Lane Kiffin Says Diversity Perception Hurt Recruiting at Ole Miss
Lane Kiffin drew attention this week with comments about diversity efforts that he said hindered recruiting during his time as Ole Miss head coach.
In excerpts from a Vanity Fair interview, Kiffin said some recruits told him, "Hey, coach, we really like you. But my grandparents aren't letting me move to Oxford, Mississippi." He added that such concerns do not arise with Baton Rouge, Louisiana. Parents visiting campus over the weekend praised its diversity, Kiffin said. "It feels like there's no segregation. And we want that for our kid because that's the real world."
Kiffin expects no such issues in Baton Rouge, his new home as LSU coach.
He did not call Ole Miss uniquely racist or point to inherent diversity problems there.

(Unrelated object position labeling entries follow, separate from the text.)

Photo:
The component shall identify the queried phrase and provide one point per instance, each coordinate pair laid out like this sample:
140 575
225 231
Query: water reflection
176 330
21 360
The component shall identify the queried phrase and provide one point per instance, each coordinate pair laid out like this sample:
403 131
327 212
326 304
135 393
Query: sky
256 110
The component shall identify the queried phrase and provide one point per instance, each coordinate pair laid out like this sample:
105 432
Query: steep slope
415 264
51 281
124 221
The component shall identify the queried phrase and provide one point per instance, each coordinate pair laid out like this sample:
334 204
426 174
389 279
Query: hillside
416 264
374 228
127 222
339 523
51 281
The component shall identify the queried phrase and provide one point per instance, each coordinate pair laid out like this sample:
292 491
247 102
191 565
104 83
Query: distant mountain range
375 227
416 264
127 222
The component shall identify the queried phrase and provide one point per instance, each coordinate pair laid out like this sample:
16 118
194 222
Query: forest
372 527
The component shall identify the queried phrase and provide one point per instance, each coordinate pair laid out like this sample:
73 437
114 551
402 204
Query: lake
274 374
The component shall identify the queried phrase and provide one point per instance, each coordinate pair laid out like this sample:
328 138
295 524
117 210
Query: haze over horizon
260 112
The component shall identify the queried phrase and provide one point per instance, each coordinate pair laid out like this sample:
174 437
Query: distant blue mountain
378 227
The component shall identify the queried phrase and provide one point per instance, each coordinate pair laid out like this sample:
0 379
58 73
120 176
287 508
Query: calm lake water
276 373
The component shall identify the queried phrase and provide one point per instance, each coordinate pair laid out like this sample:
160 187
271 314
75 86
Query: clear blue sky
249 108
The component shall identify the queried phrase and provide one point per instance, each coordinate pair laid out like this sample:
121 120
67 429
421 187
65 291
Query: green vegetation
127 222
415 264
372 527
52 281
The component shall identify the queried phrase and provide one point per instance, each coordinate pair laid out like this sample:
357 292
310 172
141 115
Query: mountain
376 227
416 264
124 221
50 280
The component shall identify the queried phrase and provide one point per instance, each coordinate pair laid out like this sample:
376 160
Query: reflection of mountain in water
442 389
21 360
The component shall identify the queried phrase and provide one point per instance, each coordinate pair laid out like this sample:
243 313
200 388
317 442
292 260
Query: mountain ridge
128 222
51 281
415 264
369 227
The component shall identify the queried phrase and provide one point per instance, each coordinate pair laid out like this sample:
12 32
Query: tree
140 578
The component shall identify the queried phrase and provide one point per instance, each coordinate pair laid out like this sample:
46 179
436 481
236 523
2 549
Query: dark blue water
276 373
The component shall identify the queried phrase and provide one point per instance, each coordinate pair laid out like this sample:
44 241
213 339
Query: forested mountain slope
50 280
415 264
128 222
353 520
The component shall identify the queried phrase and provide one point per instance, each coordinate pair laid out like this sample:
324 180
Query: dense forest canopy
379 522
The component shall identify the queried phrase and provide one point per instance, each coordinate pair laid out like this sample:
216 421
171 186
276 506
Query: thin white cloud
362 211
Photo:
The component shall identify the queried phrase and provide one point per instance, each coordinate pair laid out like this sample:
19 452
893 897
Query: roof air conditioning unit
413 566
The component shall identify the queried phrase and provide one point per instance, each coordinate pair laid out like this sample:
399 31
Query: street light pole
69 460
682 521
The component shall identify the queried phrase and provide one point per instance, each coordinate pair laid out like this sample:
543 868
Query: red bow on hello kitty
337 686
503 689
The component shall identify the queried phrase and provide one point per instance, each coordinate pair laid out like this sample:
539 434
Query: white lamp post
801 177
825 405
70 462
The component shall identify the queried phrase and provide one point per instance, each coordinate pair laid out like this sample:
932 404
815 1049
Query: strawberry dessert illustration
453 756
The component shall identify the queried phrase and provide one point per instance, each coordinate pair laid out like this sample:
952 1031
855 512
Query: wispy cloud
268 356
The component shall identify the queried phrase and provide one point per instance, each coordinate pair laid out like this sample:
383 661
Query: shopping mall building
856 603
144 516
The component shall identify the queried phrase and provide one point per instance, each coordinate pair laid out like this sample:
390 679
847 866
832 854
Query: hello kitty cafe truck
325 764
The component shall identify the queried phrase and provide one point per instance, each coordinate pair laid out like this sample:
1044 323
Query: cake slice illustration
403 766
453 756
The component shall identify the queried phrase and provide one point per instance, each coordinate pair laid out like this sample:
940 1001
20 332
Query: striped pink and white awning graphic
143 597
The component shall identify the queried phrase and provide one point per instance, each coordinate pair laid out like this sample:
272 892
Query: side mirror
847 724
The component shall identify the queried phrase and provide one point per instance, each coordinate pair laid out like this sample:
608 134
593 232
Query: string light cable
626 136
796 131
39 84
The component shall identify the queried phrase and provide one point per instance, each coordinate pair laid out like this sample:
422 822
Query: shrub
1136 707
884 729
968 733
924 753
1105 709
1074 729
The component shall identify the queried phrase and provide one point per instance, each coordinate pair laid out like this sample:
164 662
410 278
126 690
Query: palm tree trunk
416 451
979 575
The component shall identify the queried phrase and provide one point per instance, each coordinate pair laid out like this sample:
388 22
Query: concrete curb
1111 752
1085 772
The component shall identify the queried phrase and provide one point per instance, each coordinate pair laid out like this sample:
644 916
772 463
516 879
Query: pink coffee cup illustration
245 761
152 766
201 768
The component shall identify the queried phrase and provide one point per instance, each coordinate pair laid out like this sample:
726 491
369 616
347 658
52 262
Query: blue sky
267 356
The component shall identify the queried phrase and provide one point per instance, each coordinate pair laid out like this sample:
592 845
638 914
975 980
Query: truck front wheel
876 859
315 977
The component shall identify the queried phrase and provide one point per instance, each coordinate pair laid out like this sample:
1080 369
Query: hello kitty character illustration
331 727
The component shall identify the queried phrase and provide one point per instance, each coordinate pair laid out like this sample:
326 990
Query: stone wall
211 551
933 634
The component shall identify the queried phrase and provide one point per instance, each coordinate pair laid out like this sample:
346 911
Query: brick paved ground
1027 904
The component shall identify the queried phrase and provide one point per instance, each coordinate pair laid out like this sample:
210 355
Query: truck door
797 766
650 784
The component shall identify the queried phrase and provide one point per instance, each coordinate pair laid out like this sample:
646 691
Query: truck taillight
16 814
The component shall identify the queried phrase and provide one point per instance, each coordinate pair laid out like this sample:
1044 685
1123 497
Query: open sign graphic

Still, he suggested the school's history shapes outside views.
Former ESPN host Sage Steele discussed the remarks on Tuesday's "Will Cain Country" podcast, hosted by Fox News Channel's Will Cain. Cain said he had never been to Oxford. Steele, whose daughter is a sophomore at Ole Miss, said she had not seen Confederate flags there.
Steele questioned Kiffin's timing. "I just think it's really fascinating that now he says that," she said. "But you were fine in Oxford all those years. You were fine in Oxford leading into last football season, saying 'It is just so much more than football' ... it's how the community has embraced him and his family. And he's come such a long way personally. ... And then all of a sudden, they hold your feet to the fire, and no, you can't coach the college football playoff after deciding to leave."
Confederate flags were common at Mississippi football games until the university banned flagpoles in 1997. The mascot Colonel Reb, tied to Civil War history, lasted until 2003. Ole Miss still uses the Rebels nickname and Ole Miss moniker, both linked to the state's slavery-era past.
Kiffin later clarified his words to On3. "I just hope [my comment] comes across respectful to Ole Miss. ... There are some things that I'm saying that are factual, they're not shots."
"I really apologize if anybody at Ole Miss or in Mississippi was offended by that," Kiffin said. "In a four-hour interview, I was asked a lot of questions on a lot of things, and Ole Miss has been wonderful to me and to my family. I was asked questions about the differences in recruiting, and I said a narrative that we battled there from some out-of-state Black parents and grandparents was not wanting their kid to move to Mississippi. That's a narrative that coaches have been fighting forever. It wasn't calculated by bringing it up."